Jane took Zack’s hand, long fingers sl
iding through hers. His nail polish was glossy black and unchipped, and Megan hadn’t put away the jar of polish and files. “But I’m going to be getting a really long nap in a few minutes, so that’s cool.”
Zack gave a minimal grunt, eyes still closed. “I helped. I was good.”
“I know.” Tears sprang to Jane’s eyes. “Thanks.”
“Turns out with the proper motivation—” The coughing came on fast and awful: huge, wet, curled fetal, whole body spasms that took almost a minute to abate. When he finished, Zack just lay in the same position, like he didn’t have the energy left to uncurl or get back on his pillow.
“Don’t pretend this was selfish. You did more than the minimum. Dahl told me you helped fight the freakhogs. You worked hard and kept your head in the game even when you were almost too sick to stand. You were nice to my mom.” He couldn’t see her crying with his eyes closed. “So don’t be a stranger once we all come out of this, okay? You should start feeling better in no time.”
“I’m scared.” His voice was tiny. It didn’t fit him.
“It won’t hurt. Promise.” Jane clenched her jaw. She’d meant to wait until the apocalypse was wrapped up, but Zack might not have that long. Hopefully Dahl and the Suicide Kings would be alright without her at their backs. Dahl would have an aneurysm over Jane making this call without consulting him, but he could shove it.

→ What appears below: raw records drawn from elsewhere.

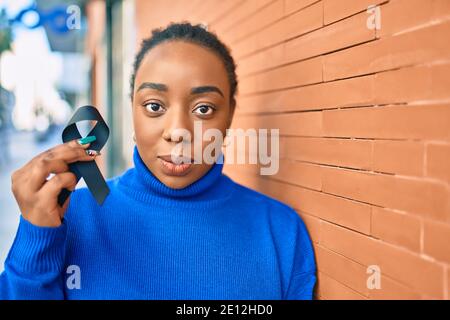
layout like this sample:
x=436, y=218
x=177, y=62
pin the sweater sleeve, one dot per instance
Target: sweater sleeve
x=35, y=262
x=303, y=275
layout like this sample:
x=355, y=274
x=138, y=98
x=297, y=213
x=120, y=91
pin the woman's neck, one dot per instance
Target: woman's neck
x=145, y=186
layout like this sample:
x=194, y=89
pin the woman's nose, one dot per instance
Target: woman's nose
x=178, y=126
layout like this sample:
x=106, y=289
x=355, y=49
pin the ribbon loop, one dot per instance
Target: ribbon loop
x=89, y=171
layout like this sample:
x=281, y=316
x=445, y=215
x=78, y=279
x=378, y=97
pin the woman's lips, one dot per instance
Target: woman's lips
x=181, y=166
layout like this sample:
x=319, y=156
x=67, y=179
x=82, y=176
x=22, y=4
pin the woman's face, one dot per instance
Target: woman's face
x=177, y=85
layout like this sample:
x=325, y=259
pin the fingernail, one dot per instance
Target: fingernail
x=87, y=140
x=92, y=153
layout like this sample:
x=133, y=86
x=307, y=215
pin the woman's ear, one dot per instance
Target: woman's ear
x=231, y=115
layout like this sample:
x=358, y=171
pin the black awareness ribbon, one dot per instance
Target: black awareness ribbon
x=88, y=170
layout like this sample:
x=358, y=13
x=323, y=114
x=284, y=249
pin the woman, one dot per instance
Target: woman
x=167, y=230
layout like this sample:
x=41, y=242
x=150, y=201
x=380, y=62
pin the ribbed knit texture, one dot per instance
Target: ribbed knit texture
x=214, y=239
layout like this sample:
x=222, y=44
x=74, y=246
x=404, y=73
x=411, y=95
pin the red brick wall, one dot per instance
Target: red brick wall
x=364, y=118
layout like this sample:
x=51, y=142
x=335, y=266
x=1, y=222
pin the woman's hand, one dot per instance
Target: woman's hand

Damn, she was going to miss the babies. They’d be crawling and babbling by the time she finished the side effects from healing a sickness this old. It wasn’t like she was unique in missing a big chunk of her child’s infancy in the line of duty, but she would feel the loss for the rest of her life. The rest of her long, healthy, loved life. Zack deserved that too. Jane squeezed his hand and reached for her power.
Nadda. Zero. She may as well have been trying to raise the dead. Jane’s eyes flew open, frantically groping at Zack’s neck for a pulse. His skin was still hot and slick with sweat. Her touch at his neck sent him into another coughing jag, and Jane had to let go of his hand so he could curl further around himself.